The purified viral DNA from clinical sample was processed using the MGI platform for genome sequencing to generate sequence data, whereas the DNA from the first-generation porcine bone macrophage culture viral supernatant was used for Nanopore sequencing, which was performed according to the manufacturer's instructions. Library preparation was carried out using the Ligation Sequencing Kit (SQK-LSK109, Oxford Nanopore Technologies, UK) and Native Barcoding Expansion 1–12 (EXP-NBD104, Oxford Nanopore Technologies, UK). Subsequently, the library was loaded onto the R9.4.1 MinION flow cell chip (FLO-MIN106, Oxford Nanopore Technologies, UK) and sequenced. Base calling was performed using Guppy v2.1.3 (Oxford Nanopore Technologies, UK).

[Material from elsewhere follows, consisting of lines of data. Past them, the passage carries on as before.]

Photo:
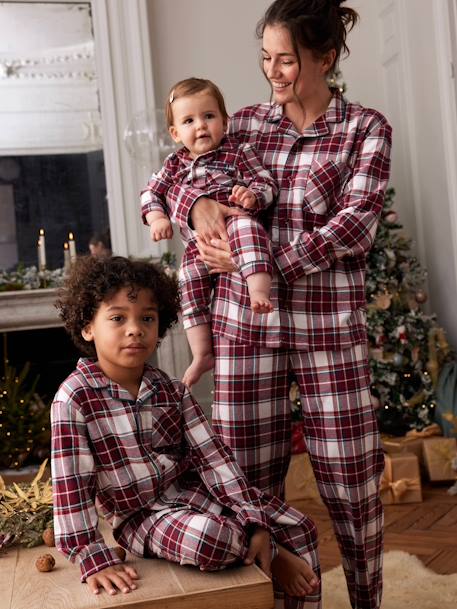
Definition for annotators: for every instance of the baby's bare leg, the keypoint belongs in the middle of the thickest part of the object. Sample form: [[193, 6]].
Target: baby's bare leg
[[259, 286], [293, 574], [201, 345]]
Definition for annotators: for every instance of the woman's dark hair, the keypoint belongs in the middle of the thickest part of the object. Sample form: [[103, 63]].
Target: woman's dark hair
[[317, 25], [94, 280]]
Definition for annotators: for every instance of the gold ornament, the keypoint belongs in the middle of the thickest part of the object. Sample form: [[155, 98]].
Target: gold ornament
[[383, 301]]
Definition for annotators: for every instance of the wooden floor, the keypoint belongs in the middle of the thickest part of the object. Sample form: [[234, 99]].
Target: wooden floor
[[428, 530]]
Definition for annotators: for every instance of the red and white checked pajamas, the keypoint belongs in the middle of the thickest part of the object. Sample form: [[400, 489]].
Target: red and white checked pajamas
[[332, 179], [159, 476], [214, 174]]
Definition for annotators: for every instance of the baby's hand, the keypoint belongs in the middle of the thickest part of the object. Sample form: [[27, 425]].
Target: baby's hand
[[111, 579], [259, 551], [161, 229], [243, 196]]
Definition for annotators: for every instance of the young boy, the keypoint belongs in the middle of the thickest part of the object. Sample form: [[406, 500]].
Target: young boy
[[131, 444], [212, 164]]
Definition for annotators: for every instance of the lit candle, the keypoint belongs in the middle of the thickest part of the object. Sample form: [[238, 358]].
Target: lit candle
[[72, 247], [41, 251], [66, 257]]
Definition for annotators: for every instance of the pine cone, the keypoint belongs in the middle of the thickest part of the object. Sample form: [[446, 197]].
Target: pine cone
[[46, 562], [48, 537], [121, 553]]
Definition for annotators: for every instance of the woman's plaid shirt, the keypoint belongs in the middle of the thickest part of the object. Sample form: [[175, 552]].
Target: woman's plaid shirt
[[131, 460], [332, 180]]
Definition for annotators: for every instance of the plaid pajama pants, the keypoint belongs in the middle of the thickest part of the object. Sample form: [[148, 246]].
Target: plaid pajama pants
[[251, 413], [250, 247], [212, 542]]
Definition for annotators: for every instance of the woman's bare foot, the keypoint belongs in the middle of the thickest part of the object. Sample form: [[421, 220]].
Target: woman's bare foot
[[260, 302], [293, 574], [199, 366]]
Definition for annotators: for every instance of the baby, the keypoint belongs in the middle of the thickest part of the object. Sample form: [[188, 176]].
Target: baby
[[216, 165]]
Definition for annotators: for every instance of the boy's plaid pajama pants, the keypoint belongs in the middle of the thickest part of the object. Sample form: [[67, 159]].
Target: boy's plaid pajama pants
[[211, 542], [251, 414]]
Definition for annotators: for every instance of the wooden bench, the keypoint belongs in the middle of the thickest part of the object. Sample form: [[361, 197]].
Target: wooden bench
[[163, 585]]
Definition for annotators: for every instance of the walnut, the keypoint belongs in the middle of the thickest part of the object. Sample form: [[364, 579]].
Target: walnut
[[48, 537], [45, 562], [121, 553]]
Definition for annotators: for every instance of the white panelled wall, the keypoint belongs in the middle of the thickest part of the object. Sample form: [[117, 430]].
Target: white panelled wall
[[405, 62]]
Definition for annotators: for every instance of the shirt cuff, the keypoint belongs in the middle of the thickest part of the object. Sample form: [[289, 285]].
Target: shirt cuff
[[147, 207], [196, 319]]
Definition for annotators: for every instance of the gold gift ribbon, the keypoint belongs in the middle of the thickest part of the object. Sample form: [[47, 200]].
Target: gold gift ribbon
[[443, 455], [397, 487]]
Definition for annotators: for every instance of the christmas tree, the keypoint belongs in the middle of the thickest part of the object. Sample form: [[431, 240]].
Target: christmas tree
[[24, 420], [407, 347]]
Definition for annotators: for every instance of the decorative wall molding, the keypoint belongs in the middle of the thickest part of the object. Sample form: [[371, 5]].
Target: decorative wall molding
[[49, 99], [77, 62]]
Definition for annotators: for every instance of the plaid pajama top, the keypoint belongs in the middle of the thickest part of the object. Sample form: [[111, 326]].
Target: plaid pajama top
[[132, 459], [332, 179], [211, 174]]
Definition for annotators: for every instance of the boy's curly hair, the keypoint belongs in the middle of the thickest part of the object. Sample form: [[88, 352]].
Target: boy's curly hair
[[93, 280]]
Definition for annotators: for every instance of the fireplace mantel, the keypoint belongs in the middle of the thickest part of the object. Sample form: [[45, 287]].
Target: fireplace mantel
[[34, 310], [28, 310]]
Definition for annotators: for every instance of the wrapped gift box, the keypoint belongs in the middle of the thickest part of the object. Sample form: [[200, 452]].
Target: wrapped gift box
[[401, 480], [394, 445], [440, 455], [300, 480]]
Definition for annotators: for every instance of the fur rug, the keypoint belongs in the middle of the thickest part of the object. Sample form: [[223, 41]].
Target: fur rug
[[407, 585]]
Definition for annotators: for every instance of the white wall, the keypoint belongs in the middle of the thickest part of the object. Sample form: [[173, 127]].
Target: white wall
[[211, 39]]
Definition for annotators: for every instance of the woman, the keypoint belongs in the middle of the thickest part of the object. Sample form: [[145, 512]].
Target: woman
[[331, 161]]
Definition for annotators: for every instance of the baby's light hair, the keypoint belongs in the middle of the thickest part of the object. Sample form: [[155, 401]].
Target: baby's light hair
[[192, 86]]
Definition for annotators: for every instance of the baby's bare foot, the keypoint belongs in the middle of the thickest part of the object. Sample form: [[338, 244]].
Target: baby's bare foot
[[293, 574], [260, 303], [199, 366]]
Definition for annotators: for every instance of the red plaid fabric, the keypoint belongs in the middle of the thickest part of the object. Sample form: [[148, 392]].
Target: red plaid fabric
[[214, 174], [251, 250], [135, 461], [332, 179], [211, 174], [212, 542], [251, 414]]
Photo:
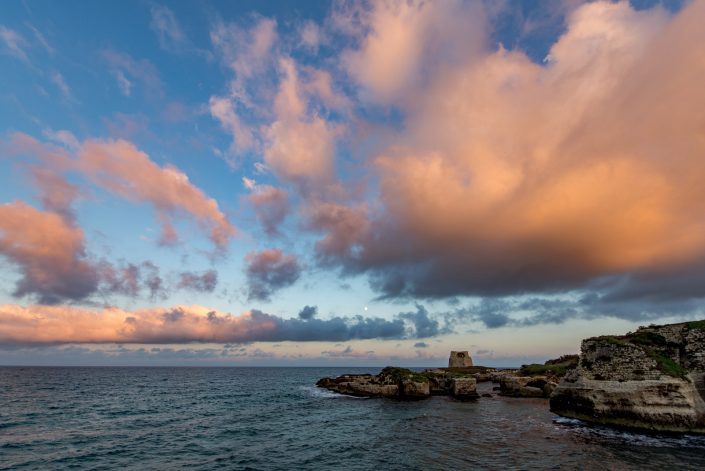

Analyses of sequencing reads

The data generated from the MGI platform were processed by removing adapter contamination and filtering using Trimmomatic v0.39 (16). Nanopore sequence data that had a quality value lower than Q20 were filtered using Fastp v0.20.1 (17). All filtered reads were hybrid-assembled using SPAdes v3.13.0 (18). The consensus sequence was subsequently generated from contigs, using iVar v1.3.1 (19). Subsequently, single nucleotide polymorphisms and indels were verified using bcftools v1.10.2 (20), and variants were validated by Sanger sequencing using clinical sample. Thereafter, genomic annotation was conducted using the Genome Annotation Transfer Utility (GATU) software; ASFV Georgia 2007/1 was used as the reference genome sequence (GenBank accession number: FR682468.2) (21).

Genomic sequence analysis

To explore the genomic characteristics, ASFV references for genotype II, from GenBank, were downloaded and aligned using Mafft v7.471 (Table 1) (22). Multiple sequence alignment was performed and visualized using the R packages, RColorBrewer, and ggplot2 (23, 24). Nanopore fast5 files were used to screen potentially methylated nucleotides using Tombo v1.5.1 (25). Andefault model of Tombo was automatically selected to detect 5mC and 6mA methylation modifications in the ASFV_GZ201801_2 genome, and it subsequently computed the corresponding scores.

Table 1.

Reference strains selected in this study.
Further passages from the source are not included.